Masa başından kalktığım an sanki hissediyormuş gibi kapıyı açıp 'sen yine mi boş boş oturuyorsun, böyle giderse hiç bir yeri kazanamazsın, kendin için çalışıyorsun' adlı konuşmalarında birini yapıyordu. Bana kızmamasını umarak telefonumu çıkarıp annemi aradım. Telefon biraz çalımıştı açmayacağını düşünüp kapatacaktım ki annem konuştu.

"Ne oldu Helin?" Sesi sert geliyordu büyük ihtimal çalışıyordu.
"Anne şimdi bir şey söyleyeceğim ama kızma. " Derin bir nefes alıp verdi. "Nerdesin sen? Hâlâ evde değil misin?" Yoldaki taşa ayağımı vurup ileriye doğru gitmesini izledim. "Yok evde değilim kahve almaya gidiyorum da sen nerdesin ?"

"Benim işim var ofisteyim. Buradaki işlerim uzun sürebilir. Eve gidince mesaj at. Hadi kapatıyorum." Dedi ve kapattı. Yüzümdeki gülümseme ile nerdeyse zıplayarak alışveriş merkezine girdim. Annem evde değilse eve gittiğim zaman rahat olacağım demekti. Güzeldi.

Güvenlikten geçip yürüyen merdivenlere bindim, etrafıma baktım. Herkes kendi işiyle uğraşıyordu. Kulaklığımı takıp güzel bir şarkı açtım. Merdivenlerden inip kahve kuyruğuna doğru yürüdüm. Kollarımı birbirine dolayıp sıramı bekledim. Ensemde hissettiğim nefes ile bir an irkildim. Önümü dönüp kim olduğuna bakmak istediğim de ise kolları bedenime sarıldı. Tanışıklık hissi ile gözlerimi kapattım. Kulaklığımın birini alıp kendi kulağına taktı.

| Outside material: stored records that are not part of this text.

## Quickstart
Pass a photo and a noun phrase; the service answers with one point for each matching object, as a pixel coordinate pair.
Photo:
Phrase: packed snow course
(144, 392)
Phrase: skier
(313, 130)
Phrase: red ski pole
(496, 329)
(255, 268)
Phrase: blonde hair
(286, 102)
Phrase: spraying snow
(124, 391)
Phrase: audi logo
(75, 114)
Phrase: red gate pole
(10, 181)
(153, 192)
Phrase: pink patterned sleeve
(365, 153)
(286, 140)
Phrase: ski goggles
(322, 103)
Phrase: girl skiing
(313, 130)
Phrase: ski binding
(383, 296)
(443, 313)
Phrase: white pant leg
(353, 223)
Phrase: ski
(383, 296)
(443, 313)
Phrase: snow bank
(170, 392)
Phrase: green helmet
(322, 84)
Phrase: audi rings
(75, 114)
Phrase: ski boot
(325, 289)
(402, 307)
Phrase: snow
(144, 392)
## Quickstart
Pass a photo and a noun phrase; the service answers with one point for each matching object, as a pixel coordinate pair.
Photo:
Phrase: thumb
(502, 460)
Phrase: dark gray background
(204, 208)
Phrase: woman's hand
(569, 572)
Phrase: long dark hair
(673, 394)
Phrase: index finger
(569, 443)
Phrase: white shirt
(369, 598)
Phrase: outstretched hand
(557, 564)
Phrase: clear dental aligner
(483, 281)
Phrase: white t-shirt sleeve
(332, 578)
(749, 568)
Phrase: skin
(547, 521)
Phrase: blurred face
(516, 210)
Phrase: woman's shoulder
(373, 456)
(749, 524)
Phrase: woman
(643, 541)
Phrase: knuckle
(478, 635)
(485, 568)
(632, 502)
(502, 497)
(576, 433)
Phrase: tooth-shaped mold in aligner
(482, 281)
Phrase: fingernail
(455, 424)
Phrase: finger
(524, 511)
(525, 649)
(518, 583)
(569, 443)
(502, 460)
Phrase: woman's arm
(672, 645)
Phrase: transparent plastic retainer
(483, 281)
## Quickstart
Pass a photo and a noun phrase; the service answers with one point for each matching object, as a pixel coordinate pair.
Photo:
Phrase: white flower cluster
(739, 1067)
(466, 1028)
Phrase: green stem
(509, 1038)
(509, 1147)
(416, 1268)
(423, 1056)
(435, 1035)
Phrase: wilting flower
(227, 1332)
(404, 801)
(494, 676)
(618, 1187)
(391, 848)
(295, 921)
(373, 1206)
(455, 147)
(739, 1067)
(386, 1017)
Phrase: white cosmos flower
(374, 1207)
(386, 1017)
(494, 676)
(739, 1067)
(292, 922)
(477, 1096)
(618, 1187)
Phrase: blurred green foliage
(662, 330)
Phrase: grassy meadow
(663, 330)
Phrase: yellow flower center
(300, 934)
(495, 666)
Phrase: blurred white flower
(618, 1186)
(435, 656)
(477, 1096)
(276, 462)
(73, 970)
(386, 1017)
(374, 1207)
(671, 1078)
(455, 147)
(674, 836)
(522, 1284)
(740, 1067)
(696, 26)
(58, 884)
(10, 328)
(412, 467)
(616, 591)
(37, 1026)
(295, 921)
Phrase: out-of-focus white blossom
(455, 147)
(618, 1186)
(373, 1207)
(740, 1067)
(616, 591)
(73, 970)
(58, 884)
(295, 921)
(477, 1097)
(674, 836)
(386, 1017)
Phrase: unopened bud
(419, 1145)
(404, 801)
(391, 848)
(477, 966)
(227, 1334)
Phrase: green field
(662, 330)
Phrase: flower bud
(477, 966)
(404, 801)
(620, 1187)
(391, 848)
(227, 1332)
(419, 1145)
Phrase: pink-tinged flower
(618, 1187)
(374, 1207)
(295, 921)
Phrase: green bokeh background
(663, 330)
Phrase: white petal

Biz sustuk şarkı konuştu. Ve şarkı dedi ki "You don't ever have to be stronger than you really are, when you're lying in my arms, baby."
(Kollarımın arasındayken, olduğundan daha güçlü olmana hiç gerek yok, bebeğim.)

Kolları beni daha sıkı sararken şarkıda söylediği gibi kendimi bıraktım.

"Evet. Siparişinizi alabilir miyim?" Gözlerimi kapattığım gibi geri açmıştım. Kadının baygın bakışları benim ve Berke'nin arasında gidip gelirken artık konuşmam gerektiğinin farkına vardım ve sütlü bir kahve istedim. Berke ise sert bir kahve istemişti. Kahvelerimizi alıp çıkışa doğru ilerledik.

"Burda olduğumu nerden biliyordun. " Kahvemden içip yüzüne baktım. Sakalları iyice uzamıştı, çok çekici gelmişti gözüme. Ellerimi yanağına koymamak için üstün bir çaba sarf etmem gerekmişti. Bu sırada okyanus kadar mavi gözleri benimle buluştu.

"Peşine adam taktım. O söyledi." Gözlerim büyürken, o konuşurken içtiğim kahveyi püskürtmek üzereydim. Elimle ağzımı kapattım. Ciddi değildi değil mi? Kahveyi yutup gözlerimi üzerine diktim. Beni hiç takmayıp yürümeye devam ediyordu. Alışveriş merkezinin kapısından geçerken konuştum.